When my first suicide video came out in November 2016, parents of my students called to ask if I was “mentally stable,” and if I should be in a classroom. That felt awesome.

And we wonder why people don’t seek help. We wonder why men especially, try to tough it out and battle it alone. I truly don’t know how to fight the stigma other than sharing stories and becoming more open.

Depression Tips:

  1. Figure out who the safe people are in your life who you could let into the struggles you’re facing.

  2. Get yourself into a community of people where you can be known, like a church small group.

  3. Find a support group in your area. They are an incredible place to share what you’re going through and support others. NAMI is a great place to start.

  4. Accept that at some point, someone is going to through your depression in your face and that is part of their own story, not yours.

5. Romantic Relationships

Aw, now things are getting spicy.

I only seriously pursued 3 women in my 20’s. In a world obsessed with swiping for love, it’s just never happened for me that way.

At 28 I had a “Job year.” (Job is a bible character who lost his family, wealth, and health in one fell swoop). I lived through a relationship ending, losing my church home and community of six years, and my closest guy friend moved 14 hours away. Then I got mono for 6 months.

I found myself in the black hole again going through intense counseling and barely hanging on day-to-day.

And since that year I stopped pursuing a romantic relationship with anyone because I felt I could never ask her to walk through this with me when I can’t promise this all wont come back again and again and again.
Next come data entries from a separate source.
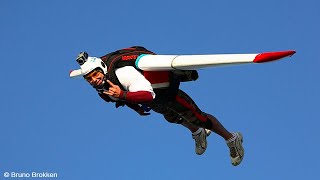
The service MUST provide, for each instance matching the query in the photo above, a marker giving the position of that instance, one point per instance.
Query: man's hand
(114, 90)
(142, 112)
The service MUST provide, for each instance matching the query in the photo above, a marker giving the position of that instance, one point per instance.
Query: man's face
(95, 78)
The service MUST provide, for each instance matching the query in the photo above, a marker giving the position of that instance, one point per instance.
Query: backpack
(128, 56)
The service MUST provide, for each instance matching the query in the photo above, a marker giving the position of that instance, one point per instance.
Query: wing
(148, 62)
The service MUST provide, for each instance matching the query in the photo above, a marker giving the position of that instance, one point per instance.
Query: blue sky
(50, 123)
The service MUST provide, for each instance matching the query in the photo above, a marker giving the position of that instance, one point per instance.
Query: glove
(142, 112)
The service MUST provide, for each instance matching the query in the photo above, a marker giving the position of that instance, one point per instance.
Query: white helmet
(91, 64)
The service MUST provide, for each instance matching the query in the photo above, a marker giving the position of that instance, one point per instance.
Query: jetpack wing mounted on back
(148, 62)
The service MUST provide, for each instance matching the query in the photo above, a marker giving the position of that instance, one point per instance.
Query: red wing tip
(272, 56)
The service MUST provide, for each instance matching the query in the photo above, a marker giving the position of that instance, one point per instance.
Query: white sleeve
(133, 81)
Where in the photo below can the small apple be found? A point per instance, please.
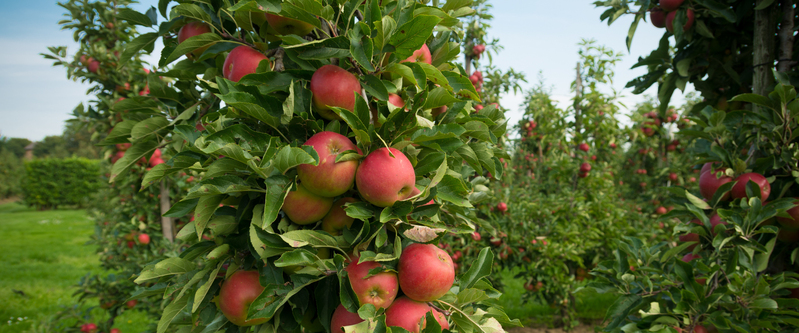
(382, 179)
(379, 289)
(333, 86)
(304, 207)
(241, 61)
(739, 189)
(421, 55)
(425, 272)
(689, 22)
(342, 317)
(336, 219)
(236, 295)
(287, 26)
(328, 178)
(191, 29)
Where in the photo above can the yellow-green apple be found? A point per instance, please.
(793, 221)
(241, 61)
(287, 26)
(379, 289)
(670, 5)
(421, 55)
(333, 86)
(709, 183)
(426, 272)
(410, 315)
(337, 219)
(236, 295)
(341, 318)
(328, 178)
(739, 189)
(303, 207)
(382, 179)
(191, 29)
(658, 17)
(689, 21)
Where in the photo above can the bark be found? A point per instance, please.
(167, 225)
(764, 40)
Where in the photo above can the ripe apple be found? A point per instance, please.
(658, 17)
(670, 5)
(304, 207)
(382, 179)
(329, 179)
(792, 222)
(192, 29)
(342, 317)
(236, 295)
(739, 189)
(421, 55)
(333, 86)
(689, 22)
(425, 272)
(287, 26)
(709, 183)
(410, 315)
(336, 219)
(241, 61)
(379, 289)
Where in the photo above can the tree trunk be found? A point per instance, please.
(764, 39)
(167, 225)
(786, 37)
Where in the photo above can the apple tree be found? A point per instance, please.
(332, 143)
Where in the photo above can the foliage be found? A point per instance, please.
(51, 182)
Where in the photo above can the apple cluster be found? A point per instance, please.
(662, 15)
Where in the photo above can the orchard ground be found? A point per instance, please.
(44, 253)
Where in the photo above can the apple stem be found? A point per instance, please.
(445, 312)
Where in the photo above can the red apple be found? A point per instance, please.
(421, 55)
(342, 317)
(383, 180)
(739, 189)
(236, 295)
(410, 315)
(689, 22)
(379, 289)
(192, 29)
(333, 86)
(792, 222)
(709, 183)
(304, 207)
(670, 5)
(425, 272)
(241, 61)
(336, 219)
(287, 26)
(329, 179)
(657, 17)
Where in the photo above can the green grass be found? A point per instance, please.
(591, 306)
(44, 254)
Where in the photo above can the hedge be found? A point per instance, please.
(50, 183)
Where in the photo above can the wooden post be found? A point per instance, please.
(763, 59)
(167, 225)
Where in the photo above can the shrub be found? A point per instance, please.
(50, 183)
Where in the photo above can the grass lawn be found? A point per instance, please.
(43, 254)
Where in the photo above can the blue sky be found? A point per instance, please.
(538, 36)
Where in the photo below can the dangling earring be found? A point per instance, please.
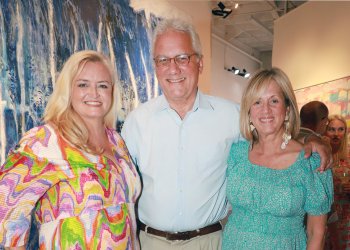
(252, 127)
(286, 135)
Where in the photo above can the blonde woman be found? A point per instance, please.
(270, 184)
(74, 171)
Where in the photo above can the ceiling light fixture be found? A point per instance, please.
(221, 11)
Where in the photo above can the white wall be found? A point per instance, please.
(312, 43)
(226, 84)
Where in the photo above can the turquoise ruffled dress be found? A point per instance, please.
(268, 206)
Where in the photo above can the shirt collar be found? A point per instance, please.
(201, 102)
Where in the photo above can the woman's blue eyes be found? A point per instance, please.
(272, 101)
(81, 85)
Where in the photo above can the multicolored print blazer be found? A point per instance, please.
(80, 201)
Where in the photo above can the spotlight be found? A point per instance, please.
(222, 11)
(235, 70)
(245, 74)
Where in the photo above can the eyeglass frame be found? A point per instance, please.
(169, 59)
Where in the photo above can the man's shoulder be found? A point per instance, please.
(147, 107)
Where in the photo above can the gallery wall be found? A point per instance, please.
(311, 43)
(224, 83)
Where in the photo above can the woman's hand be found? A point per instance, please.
(316, 231)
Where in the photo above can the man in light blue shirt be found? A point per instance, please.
(180, 142)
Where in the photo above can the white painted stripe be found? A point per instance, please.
(20, 67)
(133, 80)
(52, 42)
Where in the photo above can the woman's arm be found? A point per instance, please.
(316, 231)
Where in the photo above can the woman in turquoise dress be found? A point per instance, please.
(270, 184)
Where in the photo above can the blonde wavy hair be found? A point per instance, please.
(256, 86)
(343, 149)
(59, 111)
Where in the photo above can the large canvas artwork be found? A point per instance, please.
(36, 37)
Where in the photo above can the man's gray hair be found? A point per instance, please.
(178, 25)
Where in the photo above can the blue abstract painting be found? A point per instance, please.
(37, 37)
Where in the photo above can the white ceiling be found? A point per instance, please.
(250, 26)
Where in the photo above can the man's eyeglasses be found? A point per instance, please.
(334, 129)
(180, 60)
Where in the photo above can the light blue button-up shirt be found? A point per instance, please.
(182, 162)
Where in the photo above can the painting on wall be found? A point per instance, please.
(335, 94)
(37, 37)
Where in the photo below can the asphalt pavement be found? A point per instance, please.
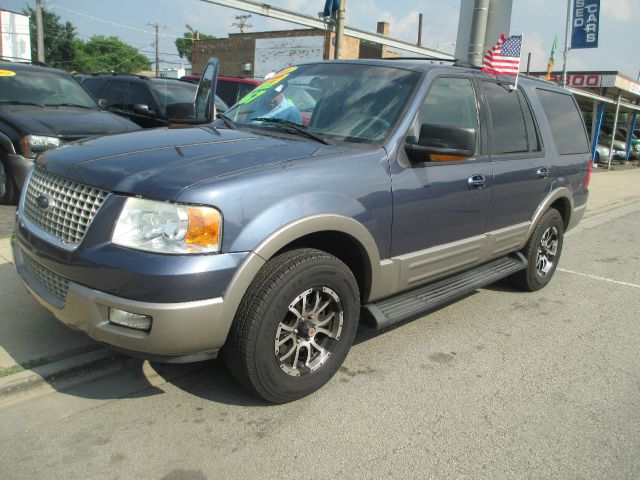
(501, 384)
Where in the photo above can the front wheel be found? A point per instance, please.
(295, 325)
(8, 190)
(542, 252)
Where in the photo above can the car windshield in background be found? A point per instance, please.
(42, 88)
(170, 91)
(347, 102)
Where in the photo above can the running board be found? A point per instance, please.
(419, 301)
There are certainly pockets of hope. This is one of my favorite blog posts I’ve ever read: To the Man Who Didn’t Run Away When I Told Him What My Pills Were For

But when you know how low life can be, long-term romantic relationships can feel downright impossible.

Depression Tips:

  1. Sorry folks, don’t have any tips here… yet. 😉

6. Trusting Your Hunger

Another warning sign of depression is eating too much or eating too little. Since I started Crossfit a year ago, I learned I was eating 1,000 less daily calories than by body needed.